Contents of ethics complaint secret
Jefferson County Commissioner Mary Zemke has reportedly filed an ethics complaint against the county's other two commissioners, Chairman Walt Ponsford and Bill Bellamy.
Zemke neither confirmed nor denied that she had filed the complaint, noting, "It's not something I'm making any comments about," but the Government Standards and Practices Commission has begun a preliminary review of the complaint.
Contents of the complaint, filed with the GSPC, are confidential, but the complaint concerns an executive session held June 15 for the board to receive legal counsel on current litigation, or litigation likely to be filed on Ballot Measure 37 claims.
Ballot Measure 37 allows property owners to seek compensation when local or state government passes regulations that reduce the value of their property. In lieu of compensation, the governing body -- in this case the county -- can waive certain regulations passed after the property was acquired.
The executive session was held one day after Ponsford asked Zemke to resign for writing an inflammatory letter to county residents suggesting that, "Officials violating the (Measure 37) law are subject to recall."
He also stated that she had broken Oregon's public meeting law, which prohibits two or more commissioners -- a quorum on a three-person board -- from conferring on issues without public notice. The memos she sent to the other commissioners could be considered gathering information or deliberating on county policy, Ponsford said.
"She has obviously done everything she can to promote the cause of the Measure 37 Committee," Ponsford said. "When you're a commissioner, even when friends come before you, you're absolutely obligated to consider the whole county, not just your friends. That's why I asked her to resign."
In addition to the ethics complaint, Ponsford and Bellamy are the subjects of a recall effort by the Measure 37 Committee, which feels they are exposing the county to liability and standing in the way of the claims.
The audiotaped session on June 15 concerned legal response to Zemke's letter, Bellamy said. Sometime following the session, the original tape disappeared from the desk of the administrative secretary -- considered the keeper of the commission's records.

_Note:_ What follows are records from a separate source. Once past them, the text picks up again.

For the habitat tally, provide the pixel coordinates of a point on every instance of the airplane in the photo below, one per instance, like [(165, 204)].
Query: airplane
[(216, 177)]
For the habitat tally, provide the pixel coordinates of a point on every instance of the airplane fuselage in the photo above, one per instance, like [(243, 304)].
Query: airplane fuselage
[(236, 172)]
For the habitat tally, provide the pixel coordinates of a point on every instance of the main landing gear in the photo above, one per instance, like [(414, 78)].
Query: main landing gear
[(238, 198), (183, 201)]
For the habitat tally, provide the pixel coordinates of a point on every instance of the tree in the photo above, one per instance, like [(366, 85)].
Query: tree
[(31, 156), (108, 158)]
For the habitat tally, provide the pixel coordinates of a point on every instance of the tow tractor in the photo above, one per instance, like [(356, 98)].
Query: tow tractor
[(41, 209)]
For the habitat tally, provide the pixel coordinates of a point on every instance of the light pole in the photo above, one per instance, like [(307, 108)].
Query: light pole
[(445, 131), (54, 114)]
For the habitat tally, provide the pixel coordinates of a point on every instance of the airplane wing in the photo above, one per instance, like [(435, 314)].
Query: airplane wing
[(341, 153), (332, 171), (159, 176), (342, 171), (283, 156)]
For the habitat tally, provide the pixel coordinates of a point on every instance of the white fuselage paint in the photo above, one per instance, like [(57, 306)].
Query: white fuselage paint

Bellamy, who believes Zemke took the tape and filed the complaint, commented, "It's absolutely amazing. She was at the same meeting as Walt and I. I did not see anything wrong in the meeting."

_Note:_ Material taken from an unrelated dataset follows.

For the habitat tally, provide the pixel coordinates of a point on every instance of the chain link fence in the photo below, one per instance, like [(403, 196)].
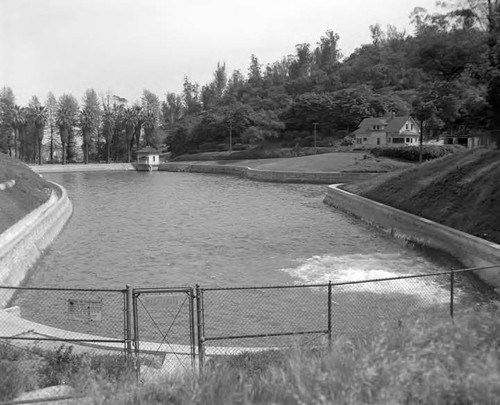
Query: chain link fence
[(46, 334), (248, 319), (166, 330)]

Ponsford agreed. "It's silly," he said. "I'm tired of being at war in the commission."
The tape, puportedly of the session, was returned later from the Standards and Practices Commission, with a letter stating that a complaint had been filed July 18.

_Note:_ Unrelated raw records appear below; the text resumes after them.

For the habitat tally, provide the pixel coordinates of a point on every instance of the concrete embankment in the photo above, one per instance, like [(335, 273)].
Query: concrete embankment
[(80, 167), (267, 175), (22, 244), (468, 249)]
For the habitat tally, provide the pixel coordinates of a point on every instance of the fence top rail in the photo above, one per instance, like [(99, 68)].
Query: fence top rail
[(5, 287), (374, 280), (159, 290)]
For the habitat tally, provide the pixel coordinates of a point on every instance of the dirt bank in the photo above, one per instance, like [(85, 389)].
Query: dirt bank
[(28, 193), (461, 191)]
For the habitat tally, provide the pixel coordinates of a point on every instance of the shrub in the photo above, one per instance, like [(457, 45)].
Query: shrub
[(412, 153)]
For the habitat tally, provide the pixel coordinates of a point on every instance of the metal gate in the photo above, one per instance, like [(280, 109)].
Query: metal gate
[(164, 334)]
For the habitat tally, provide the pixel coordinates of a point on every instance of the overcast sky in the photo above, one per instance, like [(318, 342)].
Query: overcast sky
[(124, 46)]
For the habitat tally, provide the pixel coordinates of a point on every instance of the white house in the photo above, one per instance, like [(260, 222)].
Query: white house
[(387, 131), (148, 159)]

"Now the tape is totally invalid," said Bellamy, pointing out that it could have been altered. "Nobody can validate the authenticity of the tape."
The irony of the matter, according to Bellamy, is that the commissioners recently voted unanimously to make the administrative secretary, Donna Tollefson, the keeper of the records; commissioners are allowed to request copies of tapes from the record keeper, he said.
Now the complaint is in the hands of the state commission. "The executive director looks at the initial complaint. If he decides he needs more information, then the complainant will provide it, or not. He will decide if it reaches the threshhold required to begin a preliminary review," said Don Crabtree, of Salem, investigator with the Government Standards and Practices Commission.
Crabtree said that during the preliminary review, the state commission will deal with it as a confidential matter. As a result, he could not confirm the identity of the complainant, nor that it was accompanied by the audiotape.
The preliminary review cannot exceed 90 days, Crabtree said, adding, "Once the matter is deliberated on, it becomes a matter of public record."
The state commission will probably consider the issue at its Sept. 29 meeting, according to Crabtree.